According to Hollywood Reporter, the Hobbit director Peter Jackson joins the search for missing Malaysia Airlines Flight MH370, by lending his private jet in the roster of jets looking for estranged plane. The jet is currently being put into good use. The Gulfstream G650 is currently on charter searching for MH370 near Australia.
According to Jackson's spokesperson, Peter Jackson is not doing this out of attention. Peter Jackson is so shy he does not want to receive publicity for this act. He does not want to talk about it, let alone divulge the compensation or tradeoff he received for the use of his jet.
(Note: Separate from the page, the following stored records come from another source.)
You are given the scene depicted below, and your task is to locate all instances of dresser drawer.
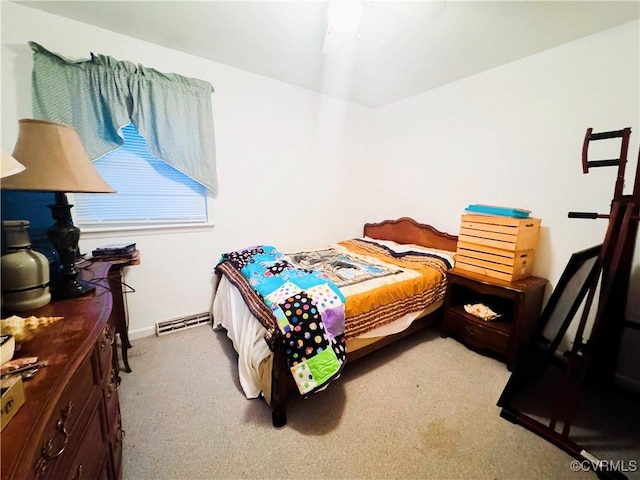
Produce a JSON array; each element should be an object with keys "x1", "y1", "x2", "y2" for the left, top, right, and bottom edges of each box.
[
  {"x1": 54, "y1": 402, "x2": 109, "y2": 479},
  {"x1": 446, "y1": 309, "x2": 509, "y2": 353},
  {"x1": 34, "y1": 361, "x2": 99, "y2": 478}
]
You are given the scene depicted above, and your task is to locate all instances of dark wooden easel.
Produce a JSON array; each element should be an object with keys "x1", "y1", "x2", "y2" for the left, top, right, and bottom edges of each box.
[{"x1": 498, "y1": 128, "x2": 640, "y2": 478}]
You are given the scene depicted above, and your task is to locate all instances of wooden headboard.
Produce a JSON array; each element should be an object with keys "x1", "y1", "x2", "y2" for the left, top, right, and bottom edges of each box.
[{"x1": 364, "y1": 217, "x2": 458, "y2": 252}]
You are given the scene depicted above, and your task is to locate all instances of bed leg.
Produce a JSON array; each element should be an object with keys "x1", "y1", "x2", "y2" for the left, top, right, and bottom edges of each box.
[
  {"x1": 271, "y1": 407, "x2": 287, "y2": 428},
  {"x1": 271, "y1": 342, "x2": 291, "y2": 428}
]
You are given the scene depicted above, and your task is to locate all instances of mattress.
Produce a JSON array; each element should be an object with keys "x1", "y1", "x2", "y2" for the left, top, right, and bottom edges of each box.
[{"x1": 212, "y1": 238, "x2": 453, "y2": 403}]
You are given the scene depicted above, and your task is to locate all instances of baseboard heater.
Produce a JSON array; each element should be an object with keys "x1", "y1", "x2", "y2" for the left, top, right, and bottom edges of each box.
[{"x1": 156, "y1": 312, "x2": 211, "y2": 336}]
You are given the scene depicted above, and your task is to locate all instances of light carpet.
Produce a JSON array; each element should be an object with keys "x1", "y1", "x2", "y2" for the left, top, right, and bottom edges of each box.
[{"x1": 120, "y1": 325, "x2": 596, "y2": 480}]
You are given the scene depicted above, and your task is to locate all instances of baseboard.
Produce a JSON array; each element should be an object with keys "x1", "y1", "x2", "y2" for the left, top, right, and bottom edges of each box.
[
  {"x1": 615, "y1": 373, "x2": 640, "y2": 393},
  {"x1": 129, "y1": 325, "x2": 156, "y2": 340}
]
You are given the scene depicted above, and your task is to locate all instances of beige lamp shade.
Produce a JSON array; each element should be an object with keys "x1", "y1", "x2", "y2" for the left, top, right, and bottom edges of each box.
[
  {"x1": 0, "y1": 150, "x2": 24, "y2": 178},
  {"x1": 2, "y1": 119, "x2": 115, "y2": 193}
]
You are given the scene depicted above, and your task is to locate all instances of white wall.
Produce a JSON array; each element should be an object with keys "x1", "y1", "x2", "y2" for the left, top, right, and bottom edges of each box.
[
  {"x1": 368, "y1": 21, "x2": 640, "y2": 321},
  {"x1": 0, "y1": 2, "x2": 372, "y2": 338},
  {"x1": 0, "y1": 2, "x2": 640, "y2": 356}
]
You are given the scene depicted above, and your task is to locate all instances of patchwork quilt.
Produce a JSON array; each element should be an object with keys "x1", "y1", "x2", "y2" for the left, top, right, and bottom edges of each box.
[{"x1": 216, "y1": 245, "x2": 346, "y2": 395}]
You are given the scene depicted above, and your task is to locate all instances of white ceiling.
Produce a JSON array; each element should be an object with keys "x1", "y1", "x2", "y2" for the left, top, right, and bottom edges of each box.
[{"x1": 11, "y1": 0, "x2": 640, "y2": 107}]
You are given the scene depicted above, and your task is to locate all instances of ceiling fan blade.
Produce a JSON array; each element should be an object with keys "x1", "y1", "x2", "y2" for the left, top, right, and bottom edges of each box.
[{"x1": 322, "y1": 28, "x2": 344, "y2": 55}]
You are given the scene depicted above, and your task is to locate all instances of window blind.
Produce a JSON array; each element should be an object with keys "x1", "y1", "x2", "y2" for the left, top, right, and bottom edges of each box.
[{"x1": 74, "y1": 124, "x2": 207, "y2": 228}]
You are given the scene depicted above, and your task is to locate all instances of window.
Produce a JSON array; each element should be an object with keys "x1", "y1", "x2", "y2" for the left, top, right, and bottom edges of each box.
[{"x1": 73, "y1": 124, "x2": 208, "y2": 229}]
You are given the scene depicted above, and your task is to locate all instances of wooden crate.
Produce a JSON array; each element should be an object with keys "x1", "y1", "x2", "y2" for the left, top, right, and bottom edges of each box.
[
  {"x1": 458, "y1": 215, "x2": 540, "y2": 252},
  {"x1": 456, "y1": 241, "x2": 536, "y2": 282},
  {"x1": 456, "y1": 215, "x2": 540, "y2": 282}
]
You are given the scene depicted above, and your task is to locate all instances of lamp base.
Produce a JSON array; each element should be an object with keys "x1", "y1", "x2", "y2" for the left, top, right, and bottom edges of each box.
[
  {"x1": 47, "y1": 192, "x2": 96, "y2": 300},
  {"x1": 51, "y1": 278, "x2": 96, "y2": 300}
]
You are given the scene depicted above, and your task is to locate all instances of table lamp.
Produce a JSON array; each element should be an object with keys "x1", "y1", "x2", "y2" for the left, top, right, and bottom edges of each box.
[
  {"x1": 0, "y1": 150, "x2": 24, "y2": 178},
  {"x1": 2, "y1": 119, "x2": 115, "y2": 300}
]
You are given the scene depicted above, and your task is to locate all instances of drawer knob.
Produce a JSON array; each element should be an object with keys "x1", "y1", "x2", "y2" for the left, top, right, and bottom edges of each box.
[
  {"x1": 71, "y1": 464, "x2": 84, "y2": 480},
  {"x1": 464, "y1": 325, "x2": 480, "y2": 335},
  {"x1": 35, "y1": 400, "x2": 73, "y2": 478},
  {"x1": 107, "y1": 370, "x2": 121, "y2": 399}
]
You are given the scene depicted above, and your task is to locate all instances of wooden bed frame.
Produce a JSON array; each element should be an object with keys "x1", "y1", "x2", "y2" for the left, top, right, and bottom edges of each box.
[{"x1": 271, "y1": 217, "x2": 458, "y2": 428}]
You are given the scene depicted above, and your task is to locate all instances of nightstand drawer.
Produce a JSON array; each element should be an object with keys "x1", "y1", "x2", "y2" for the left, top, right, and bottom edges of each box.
[{"x1": 446, "y1": 308, "x2": 510, "y2": 353}]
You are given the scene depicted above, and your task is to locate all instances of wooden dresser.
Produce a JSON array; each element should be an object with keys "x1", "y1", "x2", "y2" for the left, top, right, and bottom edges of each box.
[{"x1": 1, "y1": 264, "x2": 123, "y2": 480}]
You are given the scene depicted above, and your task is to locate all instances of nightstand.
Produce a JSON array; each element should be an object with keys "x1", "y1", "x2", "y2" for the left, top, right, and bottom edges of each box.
[{"x1": 442, "y1": 268, "x2": 548, "y2": 370}]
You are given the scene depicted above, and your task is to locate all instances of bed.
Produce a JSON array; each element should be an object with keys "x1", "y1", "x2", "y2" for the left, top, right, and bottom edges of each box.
[{"x1": 212, "y1": 217, "x2": 457, "y2": 428}]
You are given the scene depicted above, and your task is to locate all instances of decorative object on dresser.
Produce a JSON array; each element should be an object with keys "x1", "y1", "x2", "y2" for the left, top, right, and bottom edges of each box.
[
  {"x1": 1, "y1": 263, "x2": 124, "y2": 480},
  {"x1": 498, "y1": 128, "x2": 640, "y2": 468},
  {"x1": 2, "y1": 119, "x2": 114, "y2": 299},
  {"x1": 456, "y1": 209, "x2": 541, "y2": 282},
  {"x1": 442, "y1": 264, "x2": 547, "y2": 370},
  {"x1": 1, "y1": 220, "x2": 51, "y2": 312}
]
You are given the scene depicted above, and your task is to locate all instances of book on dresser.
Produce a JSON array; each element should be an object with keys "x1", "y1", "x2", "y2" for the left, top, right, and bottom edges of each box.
[{"x1": 91, "y1": 243, "x2": 136, "y2": 258}]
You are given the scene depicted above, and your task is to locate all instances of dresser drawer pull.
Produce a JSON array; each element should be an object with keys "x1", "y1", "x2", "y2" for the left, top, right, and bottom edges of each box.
[
  {"x1": 100, "y1": 325, "x2": 115, "y2": 350},
  {"x1": 107, "y1": 370, "x2": 120, "y2": 399},
  {"x1": 464, "y1": 325, "x2": 482, "y2": 335},
  {"x1": 113, "y1": 417, "x2": 124, "y2": 449},
  {"x1": 35, "y1": 400, "x2": 73, "y2": 478},
  {"x1": 71, "y1": 464, "x2": 84, "y2": 480}
]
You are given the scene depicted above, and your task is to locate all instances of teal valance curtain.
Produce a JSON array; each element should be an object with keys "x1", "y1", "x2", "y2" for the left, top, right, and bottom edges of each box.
[{"x1": 29, "y1": 42, "x2": 218, "y2": 195}]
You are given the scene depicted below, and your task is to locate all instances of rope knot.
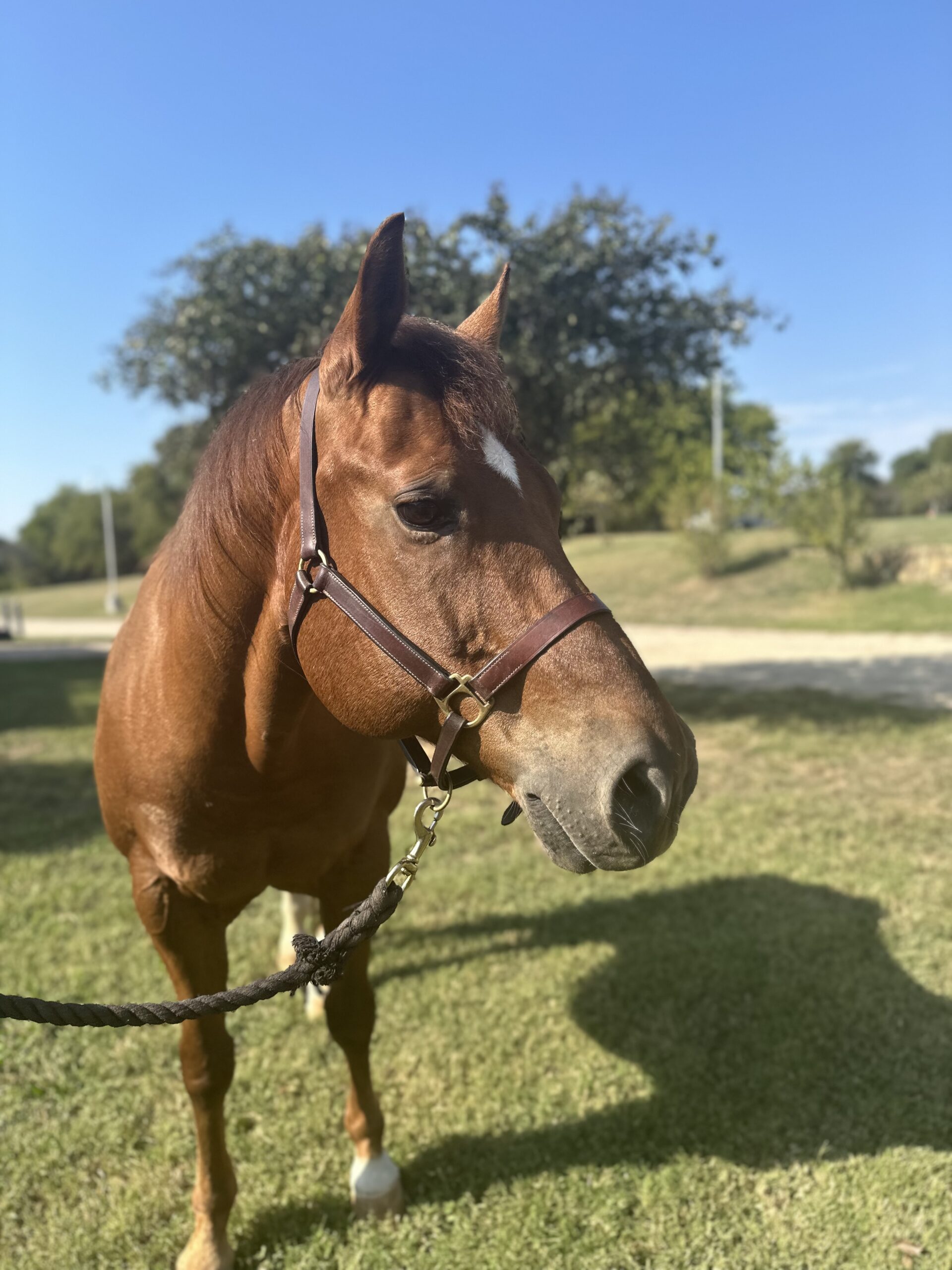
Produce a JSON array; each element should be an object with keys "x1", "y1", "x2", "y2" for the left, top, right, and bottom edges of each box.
[{"x1": 291, "y1": 934, "x2": 351, "y2": 988}]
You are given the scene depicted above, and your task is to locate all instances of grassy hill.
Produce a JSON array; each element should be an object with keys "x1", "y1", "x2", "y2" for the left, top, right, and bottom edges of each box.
[
  {"x1": 566, "y1": 517, "x2": 952, "y2": 631},
  {"x1": 13, "y1": 515, "x2": 952, "y2": 631}
]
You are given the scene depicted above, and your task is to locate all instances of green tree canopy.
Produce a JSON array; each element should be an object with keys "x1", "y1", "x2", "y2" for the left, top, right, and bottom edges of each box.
[
  {"x1": 892, "y1": 432, "x2": 952, "y2": 513},
  {"x1": 20, "y1": 485, "x2": 137, "y2": 581},
  {"x1": 23, "y1": 189, "x2": 774, "y2": 576},
  {"x1": 103, "y1": 189, "x2": 762, "y2": 458},
  {"x1": 563, "y1": 386, "x2": 779, "y2": 528}
]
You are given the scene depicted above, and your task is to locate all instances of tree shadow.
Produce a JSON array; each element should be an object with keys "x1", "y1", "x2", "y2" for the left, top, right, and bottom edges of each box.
[
  {"x1": 721, "y1": 547, "x2": 789, "y2": 576},
  {"x1": 657, "y1": 681, "x2": 948, "y2": 732},
  {"x1": 395, "y1": 876, "x2": 952, "y2": 1202},
  {"x1": 0, "y1": 657, "x2": 105, "y2": 732},
  {"x1": 0, "y1": 760, "x2": 103, "y2": 852},
  {"x1": 235, "y1": 1194, "x2": 353, "y2": 1266}
]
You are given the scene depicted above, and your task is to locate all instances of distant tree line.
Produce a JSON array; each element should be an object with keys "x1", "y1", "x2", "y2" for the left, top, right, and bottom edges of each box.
[{"x1": 9, "y1": 189, "x2": 778, "y2": 580}]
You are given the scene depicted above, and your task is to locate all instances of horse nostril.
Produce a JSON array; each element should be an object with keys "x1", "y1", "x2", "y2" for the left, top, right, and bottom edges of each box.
[{"x1": 612, "y1": 762, "x2": 668, "y2": 864}]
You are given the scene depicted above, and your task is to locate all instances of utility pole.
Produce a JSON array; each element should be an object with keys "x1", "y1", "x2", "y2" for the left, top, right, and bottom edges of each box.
[
  {"x1": 99, "y1": 485, "x2": 122, "y2": 613},
  {"x1": 711, "y1": 331, "x2": 723, "y2": 492}
]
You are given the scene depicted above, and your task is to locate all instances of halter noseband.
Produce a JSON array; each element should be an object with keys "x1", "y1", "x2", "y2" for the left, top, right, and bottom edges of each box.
[{"x1": 288, "y1": 371, "x2": 609, "y2": 802}]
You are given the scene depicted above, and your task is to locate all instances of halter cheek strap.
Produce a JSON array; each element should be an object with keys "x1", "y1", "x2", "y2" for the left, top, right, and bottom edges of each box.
[{"x1": 288, "y1": 371, "x2": 609, "y2": 802}]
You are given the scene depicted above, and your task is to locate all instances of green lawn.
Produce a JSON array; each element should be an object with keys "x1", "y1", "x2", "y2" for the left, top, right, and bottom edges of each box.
[
  {"x1": 0, "y1": 662, "x2": 952, "y2": 1270},
  {"x1": 7, "y1": 515, "x2": 952, "y2": 631},
  {"x1": 566, "y1": 515, "x2": 952, "y2": 631},
  {"x1": 0, "y1": 573, "x2": 142, "y2": 617}
]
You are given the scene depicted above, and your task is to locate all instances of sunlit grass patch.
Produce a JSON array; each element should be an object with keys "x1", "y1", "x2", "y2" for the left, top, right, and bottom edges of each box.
[{"x1": 0, "y1": 663, "x2": 952, "y2": 1270}]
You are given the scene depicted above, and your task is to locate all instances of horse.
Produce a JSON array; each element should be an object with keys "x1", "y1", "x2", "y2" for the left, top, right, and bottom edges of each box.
[{"x1": 94, "y1": 216, "x2": 697, "y2": 1270}]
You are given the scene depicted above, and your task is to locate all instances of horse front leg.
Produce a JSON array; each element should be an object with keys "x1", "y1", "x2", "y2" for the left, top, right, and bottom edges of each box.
[
  {"x1": 129, "y1": 848, "x2": 238, "y2": 1270},
  {"x1": 320, "y1": 819, "x2": 404, "y2": 1216}
]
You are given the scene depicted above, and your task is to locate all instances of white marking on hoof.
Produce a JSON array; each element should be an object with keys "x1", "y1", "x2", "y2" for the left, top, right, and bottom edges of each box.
[
  {"x1": 351, "y1": 1150, "x2": 404, "y2": 1216},
  {"x1": 304, "y1": 983, "x2": 330, "y2": 1018},
  {"x1": 175, "y1": 1218, "x2": 235, "y2": 1270},
  {"x1": 482, "y1": 428, "x2": 522, "y2": 493}
]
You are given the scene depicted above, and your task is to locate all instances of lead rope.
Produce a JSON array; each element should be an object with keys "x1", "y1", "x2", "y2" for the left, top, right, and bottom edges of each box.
[{"x1": 0, "y1": 784, "x2": 453, "y2": 1027}]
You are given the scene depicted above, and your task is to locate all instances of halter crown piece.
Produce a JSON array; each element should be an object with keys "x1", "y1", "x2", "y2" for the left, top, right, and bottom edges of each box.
[{"x1": 288, "y1": 371, "x2": 609, "y2": 824}]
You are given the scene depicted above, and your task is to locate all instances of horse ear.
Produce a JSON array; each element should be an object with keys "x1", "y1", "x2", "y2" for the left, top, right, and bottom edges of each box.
[
  {"x1": 456, "y1": 265, "x2": 509, "y2": 348},
  {"x1": 320, "y1": 212, "x2": 406, "y2": 395}
]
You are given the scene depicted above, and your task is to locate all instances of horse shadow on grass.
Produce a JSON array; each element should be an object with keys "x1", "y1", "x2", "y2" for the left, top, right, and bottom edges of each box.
[
  {"x1": 0, "y1": 657, "x2": 105, "y2": 732},
  {"x1": 391, "y1": 876, "x2": 952, "y2": 1202},
  {"x1": 0, "y1": 760, "x2": 103, "y2": 853}
]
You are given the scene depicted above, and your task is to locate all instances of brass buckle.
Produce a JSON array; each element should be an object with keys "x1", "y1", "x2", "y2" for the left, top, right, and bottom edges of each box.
[
  {"x1": 437, "y1": 674, "x2": 495, "y2": 728},
  {"x1": 297, "y1": 547, "x2": 334, "y2": 596}
]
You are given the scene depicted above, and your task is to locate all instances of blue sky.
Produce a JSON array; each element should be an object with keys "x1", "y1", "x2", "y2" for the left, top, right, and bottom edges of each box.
[{"x1": 0, "y1": 0, "x2": 952, "y2": 535}]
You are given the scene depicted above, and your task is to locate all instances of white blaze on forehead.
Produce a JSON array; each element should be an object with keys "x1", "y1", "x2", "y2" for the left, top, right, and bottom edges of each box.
[{"x1": 482, "y1": 428, "x2": 522, "y2": 493}]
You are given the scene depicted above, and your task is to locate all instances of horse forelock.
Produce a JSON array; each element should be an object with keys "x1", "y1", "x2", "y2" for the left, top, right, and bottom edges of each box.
[{"x1": 166, "y1": 316, "x2": 518, "y2": 625}]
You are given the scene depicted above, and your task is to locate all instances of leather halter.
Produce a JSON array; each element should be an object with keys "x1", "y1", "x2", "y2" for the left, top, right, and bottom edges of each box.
[{"x1": 288, "y1": 371, "x2": 609, "y2": 802}]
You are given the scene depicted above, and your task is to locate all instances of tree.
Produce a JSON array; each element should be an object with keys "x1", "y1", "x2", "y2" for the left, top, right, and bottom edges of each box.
[
  {"x1": 786, "y1": 446, "x2": 870, "y2": 587},
  {"x1": 563, "y1": 386, "x2": 779, "y2": 528},
  {"x1": 97, "y1": 189, "x2": 763, "y2": 480},
  {"x1": 0, "y1": 188, "x2": 775, "y2": 580},
  {"x1": 825, "y1": 441, "x2": 880, "y2": 490},
  {"x1": 20, "y1": 485, "x2": 136, "y2": 581},
  {"x1": 891, "y1": 449, "x2": 929, "y2": 485},
  {"x1": 892, "y1": 432, "x2": 952, "y2": 514}
]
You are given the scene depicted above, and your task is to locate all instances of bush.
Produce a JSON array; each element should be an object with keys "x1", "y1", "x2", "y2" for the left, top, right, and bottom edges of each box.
[
  {"x1": 850, "y1": 547, "x2": 909, "y2": 587},
  {"x1": 784, "y1": 461, "x2": 870, "y2": 587}
]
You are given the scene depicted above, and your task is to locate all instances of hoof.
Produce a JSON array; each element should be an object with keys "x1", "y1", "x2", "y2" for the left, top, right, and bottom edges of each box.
[
  {"x1": 351, "y1": 1150, "x2": 404, "y2": 1216},
  {"x1": 304, "y1": 983, "x2": 330, "y2": 1018},
  {"x1": 175, "y1": 1223, "x2": 235, "y2": 1270},
  {"x1": 274, "y1": 934, "x2": 297, "y2": 970}
]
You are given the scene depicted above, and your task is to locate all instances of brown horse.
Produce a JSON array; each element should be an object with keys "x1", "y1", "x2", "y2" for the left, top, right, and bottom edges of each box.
[{"x1": 95, "y1": 216, "x2": 697, "y2": 1270}]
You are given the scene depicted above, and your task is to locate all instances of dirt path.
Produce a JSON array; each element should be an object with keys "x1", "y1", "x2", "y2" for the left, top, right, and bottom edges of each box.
[
  {"x1": 625, "y1": 626, "x2": 952, "y2": 710},
  {"x1": 9, "y1": 617, "x2": 952, "y2": 710}
]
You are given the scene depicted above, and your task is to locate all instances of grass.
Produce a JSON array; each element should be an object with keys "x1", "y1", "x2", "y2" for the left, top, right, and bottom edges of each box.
[
  {"x1": 566, "y1": 517, "x2": 952, "y2": 631},
  {"x1": 13, "y1": 515, "x2": 952, "y2": 631},
  {"x1": 0, "y1": 662, "x2": 952, "y2": 1270}
]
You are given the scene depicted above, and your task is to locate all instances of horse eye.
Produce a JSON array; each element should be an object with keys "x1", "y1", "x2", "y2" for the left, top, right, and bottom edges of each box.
[{"x1": 397, "y1": 498, "x2": 446, "y2": 530}]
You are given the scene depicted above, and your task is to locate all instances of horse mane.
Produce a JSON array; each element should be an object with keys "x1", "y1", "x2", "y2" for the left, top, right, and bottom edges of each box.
[{"x1": 164, "y1": 316, "x2": 518, "y2": 635}]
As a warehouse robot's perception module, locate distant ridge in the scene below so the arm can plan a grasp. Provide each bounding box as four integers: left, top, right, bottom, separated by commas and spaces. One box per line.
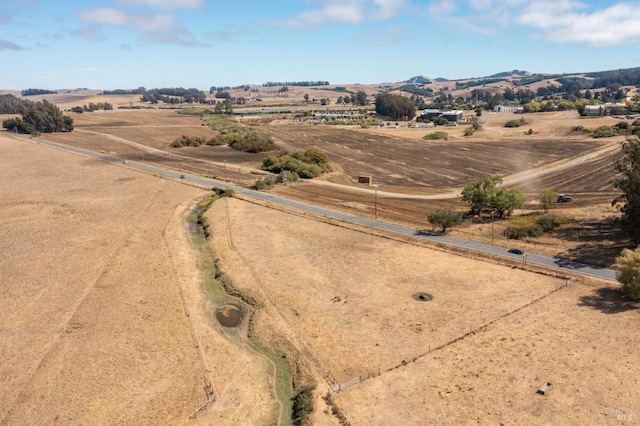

According to the spokesperson of Peter Jackson, one more reason the director does not want details to be publicized is that he is not the only person doing this kind act. "A lot of civilian and military aircraft are involved in the search, and it's kind of disappointing that because one is owned by a celebrity it becomes a matter of news when there are [over] 200 people missing."
All help given to this endeavor is naturally appreciated. Flight MH370 has been missing since March 8 with 239 people on board. To hasten the search, more people and more resources are needed. Recent search activity for the flight has focused on the areas surrounding Australia, after satellite footage showed possible wreckage and debris from the plane in this area.
Maybe Peter Jackson can be one of the directors if a movie project of Malaysian Airline come into fruition, which according to the Hollywood Reporter, is also a huge possibility. "It's a shocking tragedy, but even so, I guarantee there are 50 different people working on 50 different projects that are either inspired by it or based directly on it right now," says J.C. Spink, who executive produced the 2005 airline thriller Red Eye.
According to Spink, the mystery surrounding the flight's disappearance makes it a viable movie project. It's a sad tragedy and Hollywood is not going to broach the subject any time soon, but it's undeniably a possibility.
"Clearly something more happened on that flight than we'll ever know," Spink shares. "And that's a great jumping-off point."